In the messiness of this very human life, there are times when placing firm physical and emotional boundaries may feel necessary to establish safety. Without the sense of safety any further work is hindered. We must begin where we are and where we can.

As I continue to practice in the revelations of meditation there has been a shift into a true sense of being ok. Not in any grand “I’m special!” way, but in a very humble and of being- in-my-place way, with all the space I need and that I am ok just as I am. In this okness has come the experience of grounding, what I have come to call coming into our place. We are each given a space simply through the act of being born into this life and this is our gift, this place. To experience your place completely means all the parts of your self are here, even (especially) those ones you try to keep hidden or feel don’t have a right to be here. In this experience all your boundaries are innate but not in the rigid type of way. Not like walls. Boundaries then come from a sense of what is yours and what is not, of what space is yours to take up and what is not. What is yours to own and take responsibility for and what is not. As we come into our own space with full presence and full responsibility for all the gifts of life the less permeable we will be to others’ suffering.

If your heart is like my heart witnessing suffering in others is excruciating and motivates many of the actions we take. To witness another’s suffering has meant for me to experiences that suffering. For any suffering in the world that I witnessed, extreme or mild, I would feel threatened on some level. Threatened that that pain will be my pain. As long as I was unaware of what was my responsibility and what wasn’t, any thing outside of my self could become mine, not through choice but often simply by proximity. By residing in our place we hold all of life events as our own and in turn we allow the experiences of others to be their own. At first I know this can sound cold and removed but it truly is the opposite. This is how true love is expressed.

When we are in our own space, holding our own stuff, in complete experience of our self we are able to show up completely for those around us. We are able to see their suffering and not experience it as a threat to our own state and therefore remain with them as they move through the events of their life. We will not hold their choices, actions or words accountable for our state of being. This gives others the autonomy to hold their own space. And together we can truly be present in the shared moment with our individual experiences knowing we are not alone and that the space and experiences we have are ours to hold, our life is ours to live.
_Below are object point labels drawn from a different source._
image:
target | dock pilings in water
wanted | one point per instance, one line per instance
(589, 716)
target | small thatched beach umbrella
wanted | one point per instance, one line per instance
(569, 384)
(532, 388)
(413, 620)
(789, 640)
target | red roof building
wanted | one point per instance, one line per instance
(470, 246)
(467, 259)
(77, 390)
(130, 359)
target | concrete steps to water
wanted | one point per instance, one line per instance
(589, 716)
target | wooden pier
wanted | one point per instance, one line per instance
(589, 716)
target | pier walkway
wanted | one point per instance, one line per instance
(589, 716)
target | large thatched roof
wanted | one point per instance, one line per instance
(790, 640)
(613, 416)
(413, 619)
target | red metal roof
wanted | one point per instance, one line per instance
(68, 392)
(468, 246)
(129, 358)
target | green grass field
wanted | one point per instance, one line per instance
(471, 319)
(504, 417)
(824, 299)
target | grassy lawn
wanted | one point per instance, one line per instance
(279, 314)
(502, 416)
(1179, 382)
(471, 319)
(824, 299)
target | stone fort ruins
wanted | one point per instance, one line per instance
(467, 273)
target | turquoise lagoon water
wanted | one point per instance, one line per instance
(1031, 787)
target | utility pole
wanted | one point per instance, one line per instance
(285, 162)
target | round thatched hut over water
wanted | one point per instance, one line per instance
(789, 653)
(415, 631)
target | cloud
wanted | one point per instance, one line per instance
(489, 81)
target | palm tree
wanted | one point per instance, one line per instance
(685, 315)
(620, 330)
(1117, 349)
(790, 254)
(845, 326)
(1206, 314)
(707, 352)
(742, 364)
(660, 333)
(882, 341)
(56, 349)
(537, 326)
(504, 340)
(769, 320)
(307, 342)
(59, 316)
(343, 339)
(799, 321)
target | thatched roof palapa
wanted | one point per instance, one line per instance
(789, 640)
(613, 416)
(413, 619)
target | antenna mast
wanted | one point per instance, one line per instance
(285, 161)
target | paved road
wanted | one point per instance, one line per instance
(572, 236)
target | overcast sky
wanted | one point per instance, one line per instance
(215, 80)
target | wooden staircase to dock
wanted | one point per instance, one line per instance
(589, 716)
So if life gives you an experience that at first feels better served by setting a boundary of separation, try if you can to look at where you feel unable to hold your own space. Know that you are needed here in your life. This space that you are in was waiting for you; only when you show up is it complete. This is why the greatest of teachers suggest to students over and over again to keep practicing, to keep going to the mat, to keep returning to yourself and that all is coming. To come into your place is the truest of loving acts for all.